Como observado, destacam-se neste processo que culminou nas “jornadas de junho”,
grupos que sustentam a prática da “ação direta”, em especial as organizadas e coordenadas pelo
MPL (Movimento Passe Livre), movimento que contesta não somente o transporte privado,
bem como a apropriação da cidade, assim como a própria forma de política da tradicional
esquerda dos anos 1980 e 1990. O MPL parece influenciado pelo do federalismo em seu sentido
libertário, pois é uma federação nacional de coletivos, que atuam de forma autônoma, baseada
em princípios comuns. (ORTELLADO, 2013) (POMAR, 2013), (LIBERATO, 2006). Há uma
clara relação do MPL com os princípios e práticas anarquistas, todavia no sentido trazido por
Mintz (2006), ao termo “libertário”, compreendendo este como expressões do anarquismo em
meio a espaços que não tem propriamente a identidade anarquista, pois participam destes
movimentos pessoas desvinculadas da ideologia em seu sentido doutrinário.

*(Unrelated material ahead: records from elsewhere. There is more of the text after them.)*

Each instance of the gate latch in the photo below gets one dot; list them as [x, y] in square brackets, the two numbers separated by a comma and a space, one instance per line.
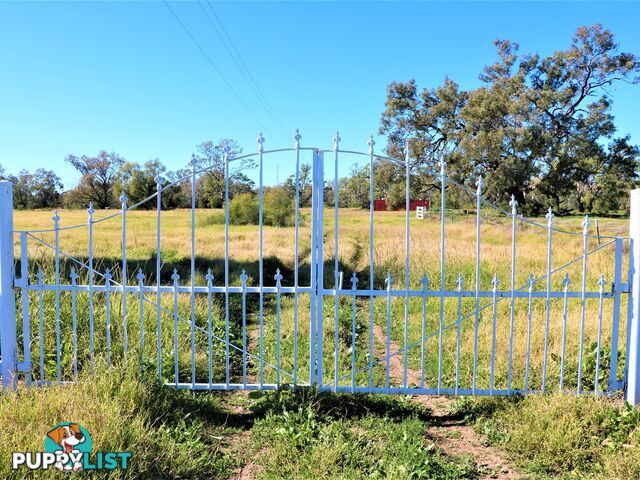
[620, 288]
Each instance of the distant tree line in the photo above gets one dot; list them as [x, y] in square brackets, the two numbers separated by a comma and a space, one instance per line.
[39, 189]
[539, 128]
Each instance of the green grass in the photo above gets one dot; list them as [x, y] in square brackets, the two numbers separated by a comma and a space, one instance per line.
[561, 436]
[183, 434]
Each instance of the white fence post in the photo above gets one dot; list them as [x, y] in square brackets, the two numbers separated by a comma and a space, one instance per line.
[633, 355]
[7, 296]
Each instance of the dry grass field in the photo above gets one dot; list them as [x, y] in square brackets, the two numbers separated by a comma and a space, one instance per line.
[353, 256]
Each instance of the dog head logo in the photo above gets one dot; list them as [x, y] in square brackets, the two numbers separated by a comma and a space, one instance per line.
[71, 439]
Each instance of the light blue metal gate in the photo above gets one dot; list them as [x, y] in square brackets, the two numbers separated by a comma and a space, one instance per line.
[385, 332]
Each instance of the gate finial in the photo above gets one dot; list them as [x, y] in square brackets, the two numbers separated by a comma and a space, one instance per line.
[388, 281]
[586, 223]
[158, 180]
[514, 205]
[601, 282]
[550, 217]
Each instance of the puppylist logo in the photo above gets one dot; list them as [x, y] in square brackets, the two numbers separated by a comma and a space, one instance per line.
[67, 447]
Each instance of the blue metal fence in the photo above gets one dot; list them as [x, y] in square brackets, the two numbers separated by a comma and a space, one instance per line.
[366, 363]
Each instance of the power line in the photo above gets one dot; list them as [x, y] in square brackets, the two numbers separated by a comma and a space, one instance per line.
[248, 76]
[218, 71]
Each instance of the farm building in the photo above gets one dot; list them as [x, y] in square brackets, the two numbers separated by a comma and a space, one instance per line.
[380, 205]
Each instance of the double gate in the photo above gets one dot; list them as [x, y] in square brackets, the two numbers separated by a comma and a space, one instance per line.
[485, 303]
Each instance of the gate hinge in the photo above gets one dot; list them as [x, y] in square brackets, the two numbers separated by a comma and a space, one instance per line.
[620, 288]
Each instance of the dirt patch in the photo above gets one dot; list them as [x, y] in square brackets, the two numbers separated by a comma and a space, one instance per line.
[448, 432]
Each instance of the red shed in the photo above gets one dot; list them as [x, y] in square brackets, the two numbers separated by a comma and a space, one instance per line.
[381, 205]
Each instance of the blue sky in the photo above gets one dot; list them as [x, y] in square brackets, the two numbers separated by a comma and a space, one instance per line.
[79, 77]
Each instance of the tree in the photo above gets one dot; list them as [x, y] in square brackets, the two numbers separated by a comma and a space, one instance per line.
[45, 189]
[211, 187]
[40, 189]
[534, 129]
[99, 175]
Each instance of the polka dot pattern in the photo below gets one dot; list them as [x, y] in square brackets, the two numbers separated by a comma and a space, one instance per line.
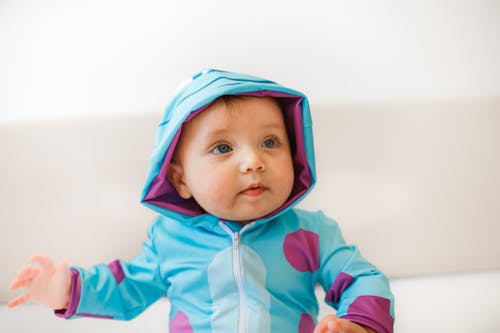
[301, 250]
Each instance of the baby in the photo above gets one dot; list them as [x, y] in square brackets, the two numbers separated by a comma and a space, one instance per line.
[233, 156]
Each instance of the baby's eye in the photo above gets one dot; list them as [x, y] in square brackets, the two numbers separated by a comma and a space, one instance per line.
[222, 148]
[270, 143]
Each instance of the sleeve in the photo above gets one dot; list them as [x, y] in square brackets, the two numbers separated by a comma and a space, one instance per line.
[354, 287]
[120, 290]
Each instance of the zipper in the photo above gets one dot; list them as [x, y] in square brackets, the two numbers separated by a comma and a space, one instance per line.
[238, 274]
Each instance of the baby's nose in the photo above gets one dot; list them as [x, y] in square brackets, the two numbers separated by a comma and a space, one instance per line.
[251, 162]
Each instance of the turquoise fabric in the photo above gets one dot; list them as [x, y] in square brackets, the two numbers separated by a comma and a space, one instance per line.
[222, 277]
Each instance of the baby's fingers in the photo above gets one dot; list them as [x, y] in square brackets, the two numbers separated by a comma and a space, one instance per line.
[44, 261]
[21, 283]
[19, 300]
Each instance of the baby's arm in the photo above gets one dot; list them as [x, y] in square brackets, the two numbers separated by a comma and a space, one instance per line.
[333, 324]
[46, 283]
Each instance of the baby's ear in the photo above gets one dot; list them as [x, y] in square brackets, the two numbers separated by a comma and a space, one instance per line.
[175, 175]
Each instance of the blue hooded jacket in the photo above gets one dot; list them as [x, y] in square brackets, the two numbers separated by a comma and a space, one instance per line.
[223, 277]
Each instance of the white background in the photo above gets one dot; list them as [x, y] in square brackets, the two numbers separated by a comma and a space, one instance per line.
[64, 58]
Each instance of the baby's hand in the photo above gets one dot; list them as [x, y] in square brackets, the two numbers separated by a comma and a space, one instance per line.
[47, 284]
[333, 324]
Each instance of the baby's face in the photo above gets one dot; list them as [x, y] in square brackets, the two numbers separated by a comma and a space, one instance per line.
[235, 159]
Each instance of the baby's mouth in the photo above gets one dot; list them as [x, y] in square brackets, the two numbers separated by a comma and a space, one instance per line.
[254, 190]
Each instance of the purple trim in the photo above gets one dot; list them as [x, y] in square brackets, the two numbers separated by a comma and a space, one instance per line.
[306, 323]
[341, 283]
[75, 295]
[116, 268]
[162, 194]
[88, 315]
[373, 312]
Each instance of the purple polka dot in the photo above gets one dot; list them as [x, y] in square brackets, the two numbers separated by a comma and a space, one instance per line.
[301, 250]
[306, 324]
[180, 324]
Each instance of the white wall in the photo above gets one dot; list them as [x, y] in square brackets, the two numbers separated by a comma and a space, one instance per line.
[62, 57]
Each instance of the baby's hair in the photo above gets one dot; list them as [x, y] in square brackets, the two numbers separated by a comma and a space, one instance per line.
[230, 100]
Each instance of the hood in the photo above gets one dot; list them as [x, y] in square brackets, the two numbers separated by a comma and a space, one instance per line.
[196, 95]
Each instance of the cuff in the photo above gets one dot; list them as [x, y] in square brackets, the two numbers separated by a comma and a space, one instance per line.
[74, 299]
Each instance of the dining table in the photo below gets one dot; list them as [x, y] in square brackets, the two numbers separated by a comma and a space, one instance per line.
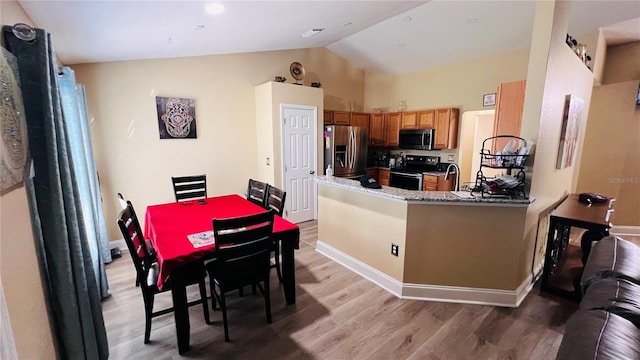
[170, 226]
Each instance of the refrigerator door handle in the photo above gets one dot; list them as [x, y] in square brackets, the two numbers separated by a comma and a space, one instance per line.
[352, 141]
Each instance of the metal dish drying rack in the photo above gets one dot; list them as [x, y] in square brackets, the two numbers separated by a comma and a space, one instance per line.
[501, 186]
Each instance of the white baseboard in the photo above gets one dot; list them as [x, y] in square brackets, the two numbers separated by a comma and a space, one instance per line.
[625, 230]
[119, 243]
[455, 294]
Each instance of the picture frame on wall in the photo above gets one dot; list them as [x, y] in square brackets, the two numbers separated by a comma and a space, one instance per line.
[489, 99]
[176, 118]
[571, 119]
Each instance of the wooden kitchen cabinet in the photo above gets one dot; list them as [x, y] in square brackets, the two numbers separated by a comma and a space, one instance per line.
[392, 129]
[437, 183]
[426, 119]
[409, 120]
[508, 116]
[377, 129]
[328, 117]
[384, 175]
[446, 128]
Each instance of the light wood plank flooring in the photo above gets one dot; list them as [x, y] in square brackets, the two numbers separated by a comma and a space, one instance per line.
[338, 315]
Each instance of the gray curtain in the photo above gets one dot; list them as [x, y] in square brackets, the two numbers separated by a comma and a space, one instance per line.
[63, 226]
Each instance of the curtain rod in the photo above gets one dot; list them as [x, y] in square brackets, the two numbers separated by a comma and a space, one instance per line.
[25, 32]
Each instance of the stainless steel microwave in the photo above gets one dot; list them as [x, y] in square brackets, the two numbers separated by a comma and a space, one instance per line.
[416, 139]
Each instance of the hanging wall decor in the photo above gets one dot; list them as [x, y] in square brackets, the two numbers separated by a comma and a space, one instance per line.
[571, 119]
[14, 145]
[176, 118]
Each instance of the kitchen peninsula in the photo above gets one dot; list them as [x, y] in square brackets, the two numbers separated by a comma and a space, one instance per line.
[449, 248]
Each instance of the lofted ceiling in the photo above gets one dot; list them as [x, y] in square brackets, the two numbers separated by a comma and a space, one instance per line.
[390, 36]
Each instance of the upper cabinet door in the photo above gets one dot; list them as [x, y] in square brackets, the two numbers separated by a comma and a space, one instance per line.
[508, 117]
[342, 118]
[446, 128]
[393, 129]
[426, 119]
[376, 129]
[409, 120]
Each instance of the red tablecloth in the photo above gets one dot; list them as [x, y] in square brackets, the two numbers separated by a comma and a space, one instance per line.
[167, 226]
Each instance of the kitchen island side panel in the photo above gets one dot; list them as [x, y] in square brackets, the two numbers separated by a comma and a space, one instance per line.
[464, 246]
[364, 227]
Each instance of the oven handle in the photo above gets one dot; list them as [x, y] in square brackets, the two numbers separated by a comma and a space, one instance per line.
[417, 176]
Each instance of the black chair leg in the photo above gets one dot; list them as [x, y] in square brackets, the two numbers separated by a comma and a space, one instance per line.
[223, 305]
[203, 297]
[212, 285]
[148, 309]
[277, 258]
[267, 299]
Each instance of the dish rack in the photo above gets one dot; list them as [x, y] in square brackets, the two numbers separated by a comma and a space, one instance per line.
[513, 156]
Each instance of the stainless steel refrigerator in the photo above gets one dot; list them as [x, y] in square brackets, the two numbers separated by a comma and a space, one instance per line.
[345, 149]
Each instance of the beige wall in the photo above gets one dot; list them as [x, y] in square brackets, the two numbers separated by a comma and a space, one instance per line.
[364, 226]
[561, 73]
[19, 267]
[124, 127]
[611, 153]
[464, 245]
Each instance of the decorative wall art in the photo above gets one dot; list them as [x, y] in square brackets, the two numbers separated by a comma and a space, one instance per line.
[176, 118]
[14, 145]
[571, 119]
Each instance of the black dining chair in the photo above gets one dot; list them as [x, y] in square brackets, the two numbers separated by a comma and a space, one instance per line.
[257, 192]
[148, 271]
[275, 202]
[189, 187]
[150, 251]
[243, 248]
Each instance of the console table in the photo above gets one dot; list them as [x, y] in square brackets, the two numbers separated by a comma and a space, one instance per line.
[572, 213]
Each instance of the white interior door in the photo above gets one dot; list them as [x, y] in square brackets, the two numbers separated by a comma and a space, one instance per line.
[299, 146]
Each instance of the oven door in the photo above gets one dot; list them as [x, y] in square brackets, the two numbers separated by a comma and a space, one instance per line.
[407, 181]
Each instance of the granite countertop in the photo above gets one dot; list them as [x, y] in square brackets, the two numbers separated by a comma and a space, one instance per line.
[414, 196]
[436, 173]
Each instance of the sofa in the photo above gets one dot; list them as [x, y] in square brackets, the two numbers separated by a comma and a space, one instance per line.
[607, 323]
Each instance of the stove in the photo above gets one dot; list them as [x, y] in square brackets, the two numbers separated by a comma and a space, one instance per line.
[410, 177]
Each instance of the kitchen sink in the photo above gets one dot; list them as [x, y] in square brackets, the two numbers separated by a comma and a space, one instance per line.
[463, 194]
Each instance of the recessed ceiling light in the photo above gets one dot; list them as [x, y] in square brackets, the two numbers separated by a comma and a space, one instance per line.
[311, 33]
[214, 8]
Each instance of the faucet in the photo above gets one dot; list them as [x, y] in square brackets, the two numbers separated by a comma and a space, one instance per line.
[456, 186]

Deve-se destacar ainda um terceiro grupo de anarquistas, ligados a noção política da


ação direta, que se colocam dentro da tradição por assim dizer “clássica” do anarquismo, por
buscar suas referências nas obras de Bakunin, Malatesta e do Grupo Dielo Trouda, dentre
outros, ou seja, nas obras que de alguma maneira acabam por sintetizar a proposta de
organização política anarquista revolucionária. Sustentam a ideia de organizações anarquistas,
ou seja, que possuam recorte ideológico e métodos de formação e seleção de militantes, assim
como programa e estratégia definidos. Tais organizações compreendem que devem estar
inseridas em movimentos sociais (de massa), para que, por meio de sua influência sobre as
classes exploradas, possam dar início a um processo de revolução social, ou seja, uma ruptura
com o atual modelo organizativo da sociedade. Tal representação do anarquismo se encontra
atualmente em grande medida, mas não somente, encarnada no Brasil, naquilo que se autodefine
como CAB (Coordenação Anarquista Brasileira), esta agrupa algumas coletividades de
anarquistas espalhadas pelo Brasil, que sustentam tais propostas em uma coordenação.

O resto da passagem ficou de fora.